Dertien platenmaatschappijen hebben de rechter gevraagd om een snelle beslissing te nemen in de zaak tegen Limewire. Ook het p2p-bedrijf wil de zaak graag spoedig tot een einde zien komen.
Op 4 augustus 2006 spande een aantal platenmaatschappijen, waaronder Warner Bros. Records, Sony en Virgin, bij een rechtbank in New York een zaak tegen Limewire aan. Het p2p-bedrijf werd onder andere beschuldigd van het faciliteren van schending van auteursrechten. Volgens de aanklacht is uit metingen gebleken dat 99 procent van de over het Limewire-netwerk verstuurde muziekbestanden inbreuk maakt op het auteursrecht.

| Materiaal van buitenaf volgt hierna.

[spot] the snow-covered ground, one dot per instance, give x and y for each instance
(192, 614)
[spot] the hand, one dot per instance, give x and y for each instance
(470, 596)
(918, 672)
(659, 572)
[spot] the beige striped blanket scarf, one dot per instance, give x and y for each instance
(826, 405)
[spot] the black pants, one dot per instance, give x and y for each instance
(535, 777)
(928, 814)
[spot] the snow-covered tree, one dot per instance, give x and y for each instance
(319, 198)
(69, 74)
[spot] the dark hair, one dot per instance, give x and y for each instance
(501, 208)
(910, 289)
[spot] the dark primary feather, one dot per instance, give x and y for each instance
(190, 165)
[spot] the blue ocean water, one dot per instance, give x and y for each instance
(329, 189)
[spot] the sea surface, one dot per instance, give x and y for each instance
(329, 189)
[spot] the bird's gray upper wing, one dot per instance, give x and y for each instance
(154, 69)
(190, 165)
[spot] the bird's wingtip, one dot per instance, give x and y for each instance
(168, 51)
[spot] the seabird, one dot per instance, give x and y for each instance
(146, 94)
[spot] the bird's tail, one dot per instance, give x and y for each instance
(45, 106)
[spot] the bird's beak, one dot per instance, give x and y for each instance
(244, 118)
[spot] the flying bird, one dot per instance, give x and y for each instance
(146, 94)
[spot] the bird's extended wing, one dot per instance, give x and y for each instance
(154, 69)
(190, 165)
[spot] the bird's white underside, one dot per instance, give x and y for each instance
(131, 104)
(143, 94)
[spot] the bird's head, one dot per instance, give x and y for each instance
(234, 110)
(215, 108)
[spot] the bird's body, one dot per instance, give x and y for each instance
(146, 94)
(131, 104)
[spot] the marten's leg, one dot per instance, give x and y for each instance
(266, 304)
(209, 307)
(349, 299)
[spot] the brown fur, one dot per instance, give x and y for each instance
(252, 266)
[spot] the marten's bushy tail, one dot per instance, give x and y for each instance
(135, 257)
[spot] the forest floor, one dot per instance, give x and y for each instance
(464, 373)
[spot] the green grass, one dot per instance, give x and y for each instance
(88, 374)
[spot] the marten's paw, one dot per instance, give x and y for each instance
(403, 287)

Omdat het aantal aangeboden bestanden in de miljarden loopt, noemen de klagers de inbreuk op het auteursrecht eveneens 'immens'. De platenmaatschappijen eisen een schadevergoeding van 150.000 dollar per verstuurd nummer.
Volgens Limewire kan het bedrijf niet aansprakelijk worden gesteld voor het faciliteren van auteursrechtinbreuk. Het bedrijf wijst hierbij naar de Betamax-zaak, waarin het Hooggerechtshof besliste dat de maker van technologie niet aansprakelijk is voor auteursrechtenschending die ermee wordt gepleegd, mits de technologie in staat is tot voldoende niet-inbreukmakende toepassingen. De platenmaatschappijen wijzen op eerdere beslissingen van het Hooggerechtshof in zaken tegen filesharingbedrijven. Hierbij oordeelden de rechters dat wanneer een bepaalde techniek erg vaak gebruikt wordt voor auteursrechtschending, het onmogelijk kan zijn om de inbreukmakers zelf aansprakelijk te stellen, en dat in dat geval de maker van de techniek aansprakelijk kan zijn.
Beide partijen hebben inmiddels de rechter gevraagd om een zogenaamde summary judgment, een snelle beslissing in hun voordeel, zo meldt Cnet. Het is nog niet bekend wanneer de rechtbank hier een beslissing over neemt. Het kan ook zijn dat er voorlopig geen beslissing komt, omdat de rechtbank oordeelt dat er een volledige behandeling van de zaak nodig is.